Last Updated: 3rd March 2025
One of the most efficient methods to identify and eliminate duplicate rows in an SQL Server table is by utilizing the CTE (Common Table Expression). In this guide, I'll demonstrate how to leverage CTE to quickly and effectively remove duplicate rows from your SQL Server database.Why Duplicate Rows Are Problematic?
Duplicate rows in tables can lead to data inconsistencies, posing challenges for DBAs and developers. By following this simple method, you can ensure your database remains accurate and reliable.
Why Database Design Matters: Preventing Duplicate Records
Technically, a table should never accept duplicate records to begin with. Ensuring data integrity is a fundamental responsibility of a Database Administrator (DBA). By carefully designing the database and its objects, DBAs can prevent duplicates and other data inconsistencies from arising.
Now let us assume, we have found duplicates in our tables and we need to eliminate them. The process begins with identifying duplicate records using the ROW_NUMBER() function. Once duplicates are traced, CTE makes it straightforward to remove them.
ROW_NUMBER() function
The ROW_NUMBER() function in SQL Server is used to assign a unique sequential integer to rows within a result set. This numbering starts at 1 and increments by 1 for each subsequent row. It is particularly useful for identifying duplicates, implementing pagination, or ordering results in a specific manner.
Ok, now let's see how we can find duplicates in a table.
First, create a table and add a few rows, particularly a set of duplicate rows. I have highlighted the two rows that are repeated.
CREATE TABLE dbo.Employee (EmpID INT NOT NULL , EmpName VARCHAR(50) NOT NULL, Designation VARCHAR(50) NULL )
Now add rows to the newly created table Employee. Now let us assume, I accidently inserted two similar set of records for the employee name MIKE PEARL. (Second and Fifth rows)
INSERT INTO Employee (EmpID, EmpName, Designation) VALUES (1, 'GORDEN', 'LAB ASSISTANT'), (2, 'MIKE PEARL', 'SENIOR ACCOUNTANT'), (3, 'ARUN', 'SR. PROGRAMMER'), (4, 'DAVID', 'ACCOUNTANT'), (5, 'MIKE PEARL', 'SENIOR ACCOUNTANT');
Note: You can use this sample database to test various functions at the front end as well as at the database level.

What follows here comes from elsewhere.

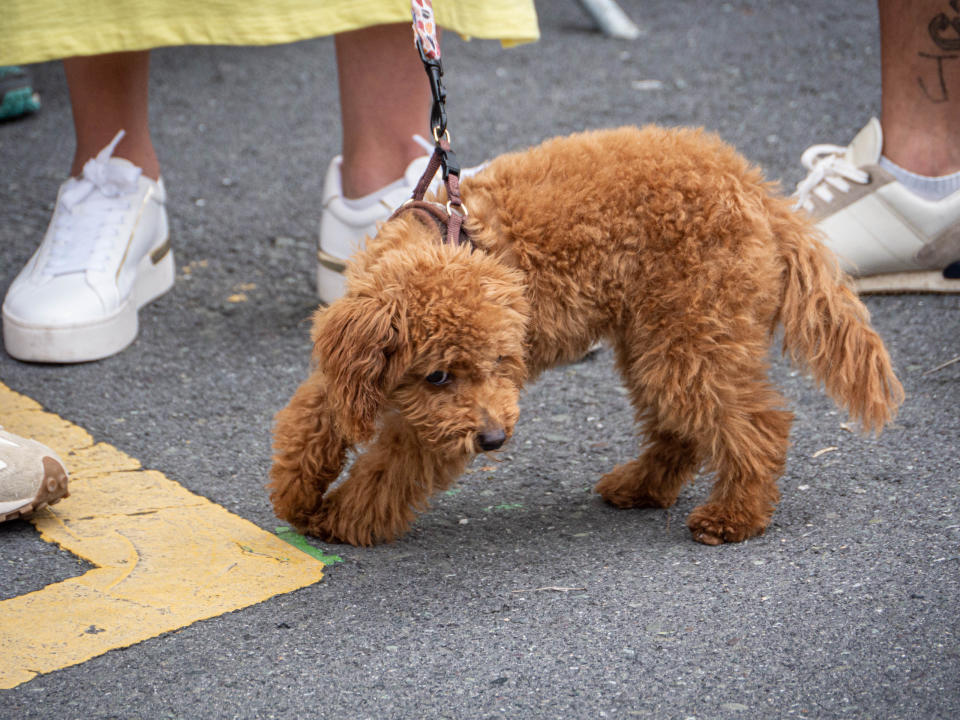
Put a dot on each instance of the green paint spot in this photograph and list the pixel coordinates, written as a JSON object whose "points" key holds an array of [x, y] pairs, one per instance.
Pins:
{"points": [[301, 543]]}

This will save you some time.
Find Duplicate Rows using ROW_NUMBER()
Syntax
ROW_NUMBER () OVER ( [ <partition_by_clause> ] <order_by_clause> )
SELECT EmpName, ROW_NUMBER() OVER ( PARTITION BY EmpName ORDER BY EmpID ) RowNumber FROM dbo.Employee
The PARTITION BY option is optional, you may or may not use it, but in this scenario, we need it.
Result:
As you can see, the method has returned two rows for Employee MIKE PEARL, RowNumber 1 and 2. The second value with the result 2 is clearly the duplicate value, which I have inserted accidently (or whatever reason).

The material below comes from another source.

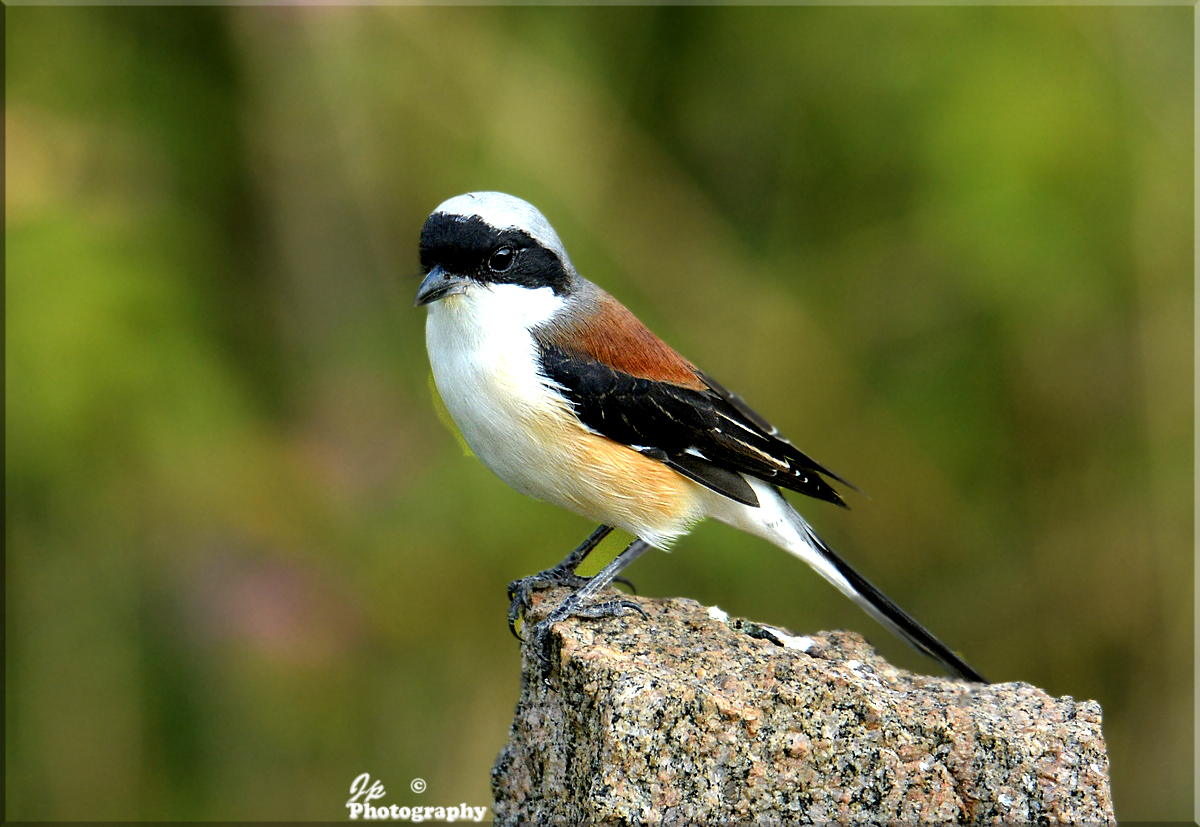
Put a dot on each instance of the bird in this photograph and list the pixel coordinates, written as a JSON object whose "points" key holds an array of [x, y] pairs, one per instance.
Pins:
{"points": [[569, 399]]}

Ok. We found the duplicate rows. The next step is to eliminate the duplicate that has a value greater than one.
Remove Duplicate Rows using CTE
With SQL Server 2005, Microsoft has introduced a tool called the Common Table Expression (CTE).
I have read a beautiful article on Code Project about CTE and I would recommend you to read this in full to get a better understanding about CTE and its usage.
The CTE in our example query will hold the record set (rows) retuned by the query using ROW_NUMBER() method.
;WITH CTE AS ( SELECT EmpName, ROW_NUMBER() OVER ( PARTITION BY EmpName ORDER BY EmpID ) RowNumber FROM dbo.Employee ) SELECT *FROM CTE WHERE RowNumber > 1
Result:
The image above shows how the row, which I'll remove, looks like. Now let's remove the row. Instead of SELECT we will use the DELETE command to finish it off.
;WITH CTE AS ( SELECT EmpName, ROW_NUMBER() OVER ( PARTITION BY EmpName ORDER BY EmpID ) RowNumber FROM dbo.Employee ) DELETE FROM CTE WHERE RowNumber > 1
This procedure can swiftly remove thousands of rows, showcasing true efficiency. To test this, repeatedly add five rows until the table contains thousands of rows.
In summary, this article has provided a comprehensive guide on how to find and remove duplicate rows in a table. Despite the extensive details, the solution can be broken down into three main steps.
• Identifying Duplicate Rows: Using the ROW_NUMBER function to trace duplicates.
• Viewing Duplicates: Utilizing Common Table Expressions (CTE) to view the dataset with duplicate rows.
• Removing Duplicates: Applying both functions to efficiently remove the duplicate rows.